R&B-EnCoRe: Self-Improving Pretraining of Embodied Reasoning Vision-Language-Action Models

June 29, 2026

Vision-Language-Action models (VLAs) are a popular recipe for generalist robot policies: take a vision-language model pretrained on internet-scale image-text data, then continue training it on (comparatively scarce) robot demonstrations. A growing trend pushes these models to reason before they act by training the model to emit an intermediate chain-of-thought (CoT) that bridges high-level intent and low-level control, much like step-by-step thinking for language models.

But what should a robot actually think about? Currently, reasoning VLAs usually have a fixed, hand-designed template: enumerate every visible object’s bounding box, create a high-level plan, describe affordances, identify the end-effector gripper position, and so on, at every single step. This reasoning trace is expensive to design as teams spend months writing annotation guidelines. More fundamentally, it may be the wrong thing to think about. Listing every object in a cluttered scene can drown out the one cue that matters. Re-planning at every timestep can be redundant. Verbose reasoning also slows the policy down at test time, where generating a few seconds of text per control step creates real lag.

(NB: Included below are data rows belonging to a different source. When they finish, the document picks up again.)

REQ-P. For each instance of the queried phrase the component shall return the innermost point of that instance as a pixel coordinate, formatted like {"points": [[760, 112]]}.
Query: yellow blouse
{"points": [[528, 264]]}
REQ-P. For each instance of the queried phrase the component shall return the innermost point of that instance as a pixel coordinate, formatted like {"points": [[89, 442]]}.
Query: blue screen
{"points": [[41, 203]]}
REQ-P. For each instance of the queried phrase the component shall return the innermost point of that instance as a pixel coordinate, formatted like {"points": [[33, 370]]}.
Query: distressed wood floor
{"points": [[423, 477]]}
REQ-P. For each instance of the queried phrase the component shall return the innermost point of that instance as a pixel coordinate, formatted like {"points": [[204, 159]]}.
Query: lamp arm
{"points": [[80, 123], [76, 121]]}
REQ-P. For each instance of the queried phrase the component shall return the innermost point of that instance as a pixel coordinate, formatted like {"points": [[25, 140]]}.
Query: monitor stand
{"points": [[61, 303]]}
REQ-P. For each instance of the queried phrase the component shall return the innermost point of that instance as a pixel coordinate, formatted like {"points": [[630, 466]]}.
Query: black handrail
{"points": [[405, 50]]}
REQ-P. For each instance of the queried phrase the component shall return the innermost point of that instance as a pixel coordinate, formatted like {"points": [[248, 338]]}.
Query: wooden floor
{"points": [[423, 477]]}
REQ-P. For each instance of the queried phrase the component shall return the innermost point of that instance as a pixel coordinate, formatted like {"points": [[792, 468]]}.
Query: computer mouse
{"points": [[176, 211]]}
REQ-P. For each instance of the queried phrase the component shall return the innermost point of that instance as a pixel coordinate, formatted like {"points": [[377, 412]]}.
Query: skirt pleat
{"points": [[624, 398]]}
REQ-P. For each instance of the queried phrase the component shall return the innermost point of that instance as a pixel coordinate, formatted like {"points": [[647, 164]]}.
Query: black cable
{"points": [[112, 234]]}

In our paper “Self-Supervised Bootstrapping of Action-Predictive Embodied Reasoning,” we introduce R&B-EnCoRe (short for Refine and Bootstrap Embodiment-specific Chain-of-Thought Reasoning), which is a self-improvement pretraining cycle for embodied reasoning VLAs. Instead of relying on a fixed reasoning template, the model generates its own candidate reasoning, refines it by measuring how much each piece of CoT reasoning actually helps predict the correct action, and bootstraps a stronger policy by retraining on the refined data. The whole cycle is self-supervised: no external rewards, no verifiers, no human annotation.

Fig. 1: R&B-EnCoRe is a self-improvement cycle. It generates diverse reasoning primitives, filters them by their information benefit for action prediction, and bootstraps the policy by retraining on the refined traces.

Why pretraining embodied reasoning has to be self-supervised

At the core of embodied reasoning, we face a circular dependency. Unlike language and vision domains where there is a massive amount of data in the form of documents and captions, robotics does not have internet-scale corpora that link reasoning to correct actions. So how do we know whether a particular thought actually helped the robot move correctly? To validate reasoning, we’d want a policy that already grounds reasoning in physical action. But to train that policy, we’d want validated reasoning data. Without quality reasoning we can’t build a robust policy; without a robust policy we can’t tell which reasoning was any good.

This chicken-and-egg problem is exactly why pretraining embodied reasoning has to be self-supervised. The policy and its reasoning data have to support and align with each other. Our key insight is to not treat reasoning as a fixed annotation and instead treat it as an unobserved latent variable Z that explains the relationship between the observed context C (the scene image and task) and the observed action A (the expert demonstration). Good reasoning is whatever best explains why the expert action was correct.

Fig. 2: We model reasoning Z as a latent variable that bridges the observed context C and the observed expert action A.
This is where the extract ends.